Three, scale up our services business, which is the most profitable piece of the portfolio that we run. And fourth is to make sure that the extra cash that we have, we are able to share it with the shareholders. The recent dividend declaration of Rs 24 per share has a 43 percent payout ratio. L&T normally has been paying out at 25-30 percent. It has not been paying out 40 percent and thereabouts. We'll continue to do this. We are not looking at the Lakshya period for any big-bang investments. In terms of acquisition, there would be tuck-in acquisitions, etc., that will happen in the services space, that will continue. But services businesses are run in a separate listed company's balance sheet. So I don't think L&T's core shareholders need to worry about that. L&T's own growth plans involve normal investment in capex, maybe some investments in this green energy transition and data centre. But beyond that, we don't have much debt to service. So if we are able to conclude our Lakshya plan well, I think there's a good opportunity for us to share our fortunes with shareholders.

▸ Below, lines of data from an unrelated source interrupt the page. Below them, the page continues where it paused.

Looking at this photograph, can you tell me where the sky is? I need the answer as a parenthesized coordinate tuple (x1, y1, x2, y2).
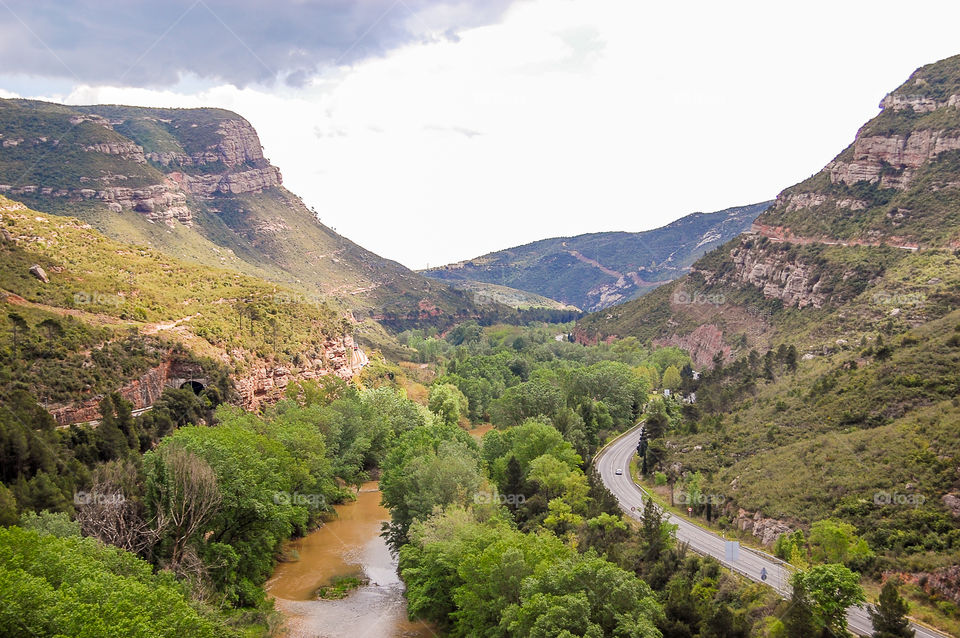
(2, 0, 960, 269)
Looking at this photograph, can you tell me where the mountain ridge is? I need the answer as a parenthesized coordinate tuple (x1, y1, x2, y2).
(422, 201, 772, 311)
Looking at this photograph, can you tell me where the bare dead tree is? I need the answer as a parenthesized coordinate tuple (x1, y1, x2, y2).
(148, 445, 221, 572)
(76, 460, 159, 557)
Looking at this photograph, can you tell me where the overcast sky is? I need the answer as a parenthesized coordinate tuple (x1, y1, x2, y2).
(2, 0, 960, 269)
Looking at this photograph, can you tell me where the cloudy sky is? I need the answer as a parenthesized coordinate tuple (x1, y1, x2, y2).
(2, 0, 960, 269)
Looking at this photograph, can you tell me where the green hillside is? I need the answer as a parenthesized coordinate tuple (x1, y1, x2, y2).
(0, 195, 362, 409)
(573, 55, 960, 604)
(422, 202, 771, 311)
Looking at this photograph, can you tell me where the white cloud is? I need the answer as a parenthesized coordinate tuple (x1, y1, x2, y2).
(11, 0, 960, 269)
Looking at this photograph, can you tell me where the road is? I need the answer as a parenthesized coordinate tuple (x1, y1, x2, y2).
(595, 424, 952, 638)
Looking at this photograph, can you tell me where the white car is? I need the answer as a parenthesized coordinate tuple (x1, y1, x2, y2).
(615, 468, 623, 475)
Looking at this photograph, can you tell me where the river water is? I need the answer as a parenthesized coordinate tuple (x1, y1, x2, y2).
(267, 482, 438, 638)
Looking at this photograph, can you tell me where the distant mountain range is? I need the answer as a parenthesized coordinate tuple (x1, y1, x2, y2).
(421, 202, 772, 312)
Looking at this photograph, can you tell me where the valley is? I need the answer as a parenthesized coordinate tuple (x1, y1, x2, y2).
(1, 21, 959, 638)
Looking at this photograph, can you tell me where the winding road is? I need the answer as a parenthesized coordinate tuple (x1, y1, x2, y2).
(595, 424, 952, 638)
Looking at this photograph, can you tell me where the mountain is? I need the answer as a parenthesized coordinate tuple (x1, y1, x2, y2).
(0, 194, 377, 424)
(572, 54, 960, 591)
(438, 279, 580, 311)
(421, 202, 772, 312)
(577, 55, 960, 362)
(0, 98, 482, 330)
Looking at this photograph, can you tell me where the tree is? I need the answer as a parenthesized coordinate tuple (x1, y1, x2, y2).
(77, 459, 159, 557)
(870, 578, 915, 638)
(0, 484, 16, 526)
(428, 383, 469, 427)
(639, 497, 674, 563)
(95, 394, 133, 461)
(662, 365, 682, 392)
(645, 398, 670, 439)
(808, 519, 873, 566)
(0, 526, 231, 637)
(783, 577, 817, 638)
(793, 564, 866, 636)
(145, 445, 222, 571)
(7, 312, 27, 349)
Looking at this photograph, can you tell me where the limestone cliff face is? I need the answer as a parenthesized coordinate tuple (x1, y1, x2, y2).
(722, 242, 828, 309)
(233, 334, 362, 409)
(49, 335, 364, 426)
(0, 111, 283, 228)
(653, 324, 730, 369)
(727, 507, 794, 547)
(825, 92, 960, 190)
(146, 118, 270, 169)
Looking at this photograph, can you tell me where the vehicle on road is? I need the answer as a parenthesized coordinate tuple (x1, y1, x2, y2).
(615, 468, 623, 475)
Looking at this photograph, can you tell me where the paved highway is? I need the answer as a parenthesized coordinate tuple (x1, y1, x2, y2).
(595, 424, 952, 638)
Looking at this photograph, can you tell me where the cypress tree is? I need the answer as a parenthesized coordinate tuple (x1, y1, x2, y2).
(870, 578, 915, 638)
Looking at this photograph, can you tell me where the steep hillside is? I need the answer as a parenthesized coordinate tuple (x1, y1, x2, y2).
(422, 202, 771, 311)
(0, 98, 481, 329)
(0, 195, 372, 424)
(572, 55, 960, 602)
(578, 54, 960, 364)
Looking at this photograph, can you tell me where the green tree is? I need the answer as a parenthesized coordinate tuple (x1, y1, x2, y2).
(808, 519, 873, 566)
(783, 577, 818, 638)
(428, 383, 469, 427)
(793, 564, 866, 636)
(380, 424, 483, 548)
(870, 578, 914, 638)
(662, 365, 682, 392)
(0, 526, 230, 637)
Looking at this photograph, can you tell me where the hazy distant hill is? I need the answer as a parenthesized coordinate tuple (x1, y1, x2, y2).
(422, 202, 771, 311)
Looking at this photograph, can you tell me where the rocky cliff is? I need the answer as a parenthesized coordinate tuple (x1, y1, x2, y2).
(49, 335, 366, 426)
(756, 53, 960, 249)
(0, 104, 282, 228)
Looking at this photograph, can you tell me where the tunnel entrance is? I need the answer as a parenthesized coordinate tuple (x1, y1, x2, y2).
(181, 380, 205, 395)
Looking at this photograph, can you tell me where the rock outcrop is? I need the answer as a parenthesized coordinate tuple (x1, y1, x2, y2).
(894, 565, 960, 606)
(729, 507, 794, 547)
(48, 335, 365, 426)
(724, 243, 828, 309)
(28, 264, 48, 283)
(828, 129, 960, 190)
(168, 166, 281, 198)
(0, 113, 283, 227)
(145, 118, 270, 169)
(234, 334, 362, 409)
(653, 323, 730, 369)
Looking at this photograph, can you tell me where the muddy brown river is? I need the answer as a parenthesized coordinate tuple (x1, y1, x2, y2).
(267, 482, 438, 638)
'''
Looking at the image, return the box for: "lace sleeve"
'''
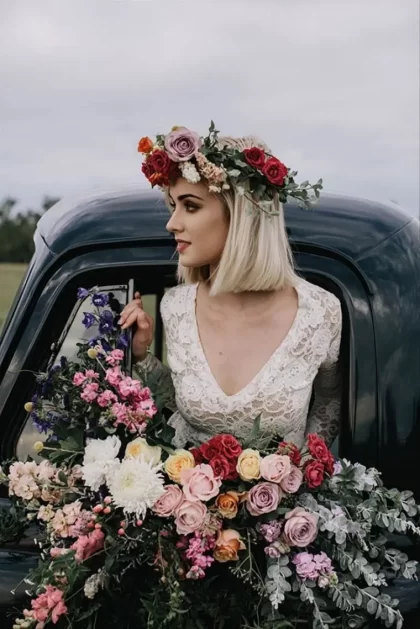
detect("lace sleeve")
[305,302,342,447]
[133,352,177,412]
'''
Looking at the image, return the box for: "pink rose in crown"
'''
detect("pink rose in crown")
[164,127,202,162]
[180,464,222,502]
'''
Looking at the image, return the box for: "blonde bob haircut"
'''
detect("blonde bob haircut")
[165,135,300,296]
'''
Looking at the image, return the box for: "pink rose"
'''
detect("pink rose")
[80,382,99,403]
[73,372,86,386]
[111,402,128,422]
[283,507,319,547]
[105,366,123,387]
[153,485,184,517]
[175,500,207,534]
[164,127,202,162]
[260,454,291,483]
[118,377,141,398]
[97,390,118,407]
[105,349,124,366]
[280,465,303,494]
[180,464,222,502]
[246,482,282,516]
[84,370,99,379]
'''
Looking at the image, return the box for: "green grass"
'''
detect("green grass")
[0,263,28,331]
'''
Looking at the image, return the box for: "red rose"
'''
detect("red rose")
[262,157,288,186]
[324,453,335,476]
[199,440,219,461]
[307,434,331,464]
[141,158,155,181]
[150,149,170,174]
[218,434,242,459]
[278,441,301,467]
[304,461,325,488]
[243,147,266,169]
[226,458,239,481]
[209,455,231,480]
[190,447,204,464]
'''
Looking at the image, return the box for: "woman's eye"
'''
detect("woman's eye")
[185,203,199,212]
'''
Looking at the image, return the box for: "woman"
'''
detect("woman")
[119,125,342,449]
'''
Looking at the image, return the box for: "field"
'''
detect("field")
[0,263,27,331]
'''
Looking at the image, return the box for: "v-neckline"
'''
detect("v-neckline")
[190,281,304,401]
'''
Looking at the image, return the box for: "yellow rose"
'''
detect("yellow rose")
[125,438,161,466]
[33,441,44,453]
[213,529,246,563]
[236,449,261,482]
[164,449,195,483]
[87,348,98,359]
[24,402,33,413]
[171,125,181,131]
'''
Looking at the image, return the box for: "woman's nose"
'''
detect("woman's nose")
[166,210,182,233]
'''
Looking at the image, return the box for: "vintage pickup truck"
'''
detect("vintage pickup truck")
[0,187,419,627]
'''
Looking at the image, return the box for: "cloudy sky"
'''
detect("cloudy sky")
[0,0,418,218]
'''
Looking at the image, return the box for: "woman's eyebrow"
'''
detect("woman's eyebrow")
[177,194,203,201]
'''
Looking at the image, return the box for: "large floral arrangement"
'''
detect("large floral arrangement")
[1,289,419,629]
[138,122,323,213]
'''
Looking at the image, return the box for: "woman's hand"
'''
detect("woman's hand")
[118,291,154,361]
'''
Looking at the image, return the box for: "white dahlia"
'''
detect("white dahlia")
[82,435,121,491]
[106,458,165,518]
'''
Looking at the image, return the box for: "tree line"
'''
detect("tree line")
[0,196,60,263]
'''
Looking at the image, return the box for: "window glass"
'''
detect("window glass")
[16,286,128,461]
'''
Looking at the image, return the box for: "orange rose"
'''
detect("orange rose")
[213,529,246,563]
[215,491,247,519]
[137,137,154,154]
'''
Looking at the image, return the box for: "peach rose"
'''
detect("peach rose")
[236,449,261,481]
[280,465,303,494]
[214,529,246,562]
[174,500,207,535]
[260,454,291,483]
[164,449,195,483]
[180,464,221,502]
[215,491,247,519]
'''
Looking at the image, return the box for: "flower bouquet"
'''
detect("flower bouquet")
[1,288,420,629]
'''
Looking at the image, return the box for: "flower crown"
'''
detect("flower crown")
[138,122,323,215]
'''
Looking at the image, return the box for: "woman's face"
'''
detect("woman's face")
[166,178,229,268]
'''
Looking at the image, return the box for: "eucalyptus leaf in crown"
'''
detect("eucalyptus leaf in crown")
[138,121,323,215]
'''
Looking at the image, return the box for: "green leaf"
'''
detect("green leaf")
[242,415,261,448]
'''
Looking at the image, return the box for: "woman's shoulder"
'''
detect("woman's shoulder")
[160,283,197,319]
[297,278,342,328]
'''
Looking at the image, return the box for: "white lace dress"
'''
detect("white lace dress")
[135,279,342,449]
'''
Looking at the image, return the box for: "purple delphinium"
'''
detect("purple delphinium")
[98,310,115,335]
[82,312,96,329]
[77,288,89,300]
[117,332,129,349]
[92,293,109,307]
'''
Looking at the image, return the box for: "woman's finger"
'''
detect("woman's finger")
[118,302,143,323]
[121,310,150,330]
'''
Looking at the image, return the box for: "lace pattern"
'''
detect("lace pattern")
[136,279,342,449]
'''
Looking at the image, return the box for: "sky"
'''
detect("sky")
[0,0,419,218]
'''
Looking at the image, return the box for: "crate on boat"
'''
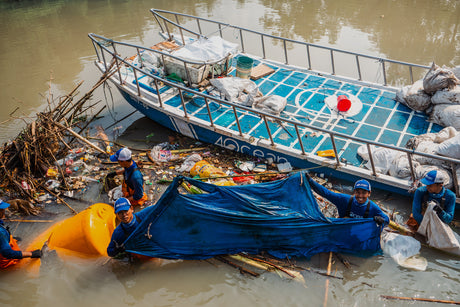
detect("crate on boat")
[163,57,211,84]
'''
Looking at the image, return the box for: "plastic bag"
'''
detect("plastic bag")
[358,145,398,175]
[417,202,460,256]
[436,133,460,159]
[428,104,460,130]
[176,154,203,173]
[190,160,227,178]
[210,77,262,107]
[381,230,427,271]
[412,141,447,168]
[431,86,460,105]
[423,63,460,95]
[253,95,287,116]
[398,80,431,111]
[150,143,179,162]
[108,185,123,203]
[389,153,419,179]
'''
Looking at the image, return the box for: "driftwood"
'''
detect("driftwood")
[381,295,460,305]
[0,62,116,213]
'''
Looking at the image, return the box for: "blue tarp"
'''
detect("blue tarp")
[124,172,382,259]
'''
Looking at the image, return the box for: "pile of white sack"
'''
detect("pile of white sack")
[209,77,287,116]
[396,63,460,129]
[358,126,460,191]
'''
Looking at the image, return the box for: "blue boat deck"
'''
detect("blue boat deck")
[134,55,443,169]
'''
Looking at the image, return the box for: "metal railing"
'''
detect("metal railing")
[88,25,460,198]
[150,9,431,87]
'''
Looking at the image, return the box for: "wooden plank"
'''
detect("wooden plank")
[250,64,275,80]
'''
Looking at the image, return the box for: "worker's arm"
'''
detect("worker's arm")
[437,190,456,224]
[0,234,22,259]
[107,227,126,257]
[369,201,390,226]
[307,176,350,215]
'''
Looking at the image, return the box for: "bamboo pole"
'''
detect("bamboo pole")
[215,255,260,277]
[53,121,106,155]
[40,184,78,215]
[381,295,460,305]
[323,252,333,307]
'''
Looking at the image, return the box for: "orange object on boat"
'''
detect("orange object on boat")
[316,149,336,158]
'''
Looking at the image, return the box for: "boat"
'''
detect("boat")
[122,173,383,259]
[88,9,460,202]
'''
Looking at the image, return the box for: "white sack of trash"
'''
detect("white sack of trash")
[396,64,460,129]
[417,202,460,256]
[210,77,287,116]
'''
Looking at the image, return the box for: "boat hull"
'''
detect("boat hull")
[118,87,412,197]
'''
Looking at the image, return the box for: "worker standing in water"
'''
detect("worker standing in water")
[107,148,148,207]
[408,170,456,230]
[0,200,41,269]
[306,174,389,226]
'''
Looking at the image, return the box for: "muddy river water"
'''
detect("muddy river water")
[0,0,459,306]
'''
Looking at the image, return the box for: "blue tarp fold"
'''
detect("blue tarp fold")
[124,172,382,259]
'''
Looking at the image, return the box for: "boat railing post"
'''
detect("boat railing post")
[306,44,312,70]
[153,79,163,108]
[355,55,362,81]
[153,13,164,33]
[91,40,101,62]
[175,14,186,45]
[409,65,414,84]
[178,88,189,118]
[183,62,193,86]
[164,19,172,41]
[283,40,288,64]
[218,23,223,38]
[100,45,108,72]
[204,97,214,127]
[196,18,202,35]
[381,59,387,86]
[263,115,275,146]
[451,162,460,197]
[406,152,416,183]
[136,48,143,68]
[330,134,341,166]
[132,68,141,97]
[232,106,243,136]
[261,35,266,59]
[294,124,306,155]
[239,29,245,53]
[330,50,335,75]
[366,143,378,177]
[111,44,123,85]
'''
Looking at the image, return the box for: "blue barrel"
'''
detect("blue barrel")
[236,56,254,79]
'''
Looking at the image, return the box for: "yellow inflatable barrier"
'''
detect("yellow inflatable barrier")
[19,203,116,271]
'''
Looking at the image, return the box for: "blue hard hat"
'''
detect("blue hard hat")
[0,200,11,210]
[114,197,131,213]
[354,179,371,192]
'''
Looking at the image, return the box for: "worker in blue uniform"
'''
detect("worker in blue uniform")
[306,175,389,226]
[408,170,456,230]
[107,197,149,258]
[107,148,148,207]
[0,200,41,268]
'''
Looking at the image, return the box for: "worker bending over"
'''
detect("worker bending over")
[409,170,456,230]
[108,148,147,207]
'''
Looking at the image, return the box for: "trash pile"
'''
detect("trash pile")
[357,126,460,192]
[0,65,116,215]
[396,63,460,129]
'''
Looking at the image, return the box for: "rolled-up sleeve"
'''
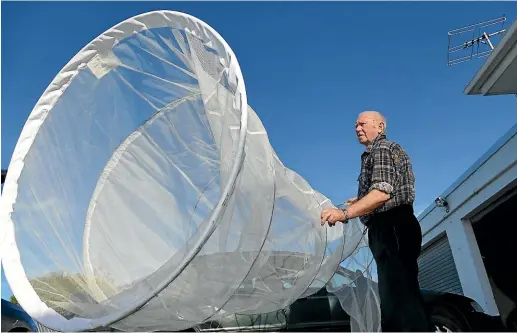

Would you like to put a number on the capex that you're planning?
About Rs 4,000 crore is what we normally set aside annually for capital expenditure on strategic equipment. Maybe another couple of thousand crores for this green energy transition and maybe a couple of thousand crores for the data centre that we are working on. So, put together, on the cash that we generate on a year-to-year basis, something like Rs 13,000-14,000 crore. If our working capital is managed as efficiently as we have done so far, I see the debt servicing obligations being very limited, the annual capex can be conveniently met out of this, and there will be cash to spare.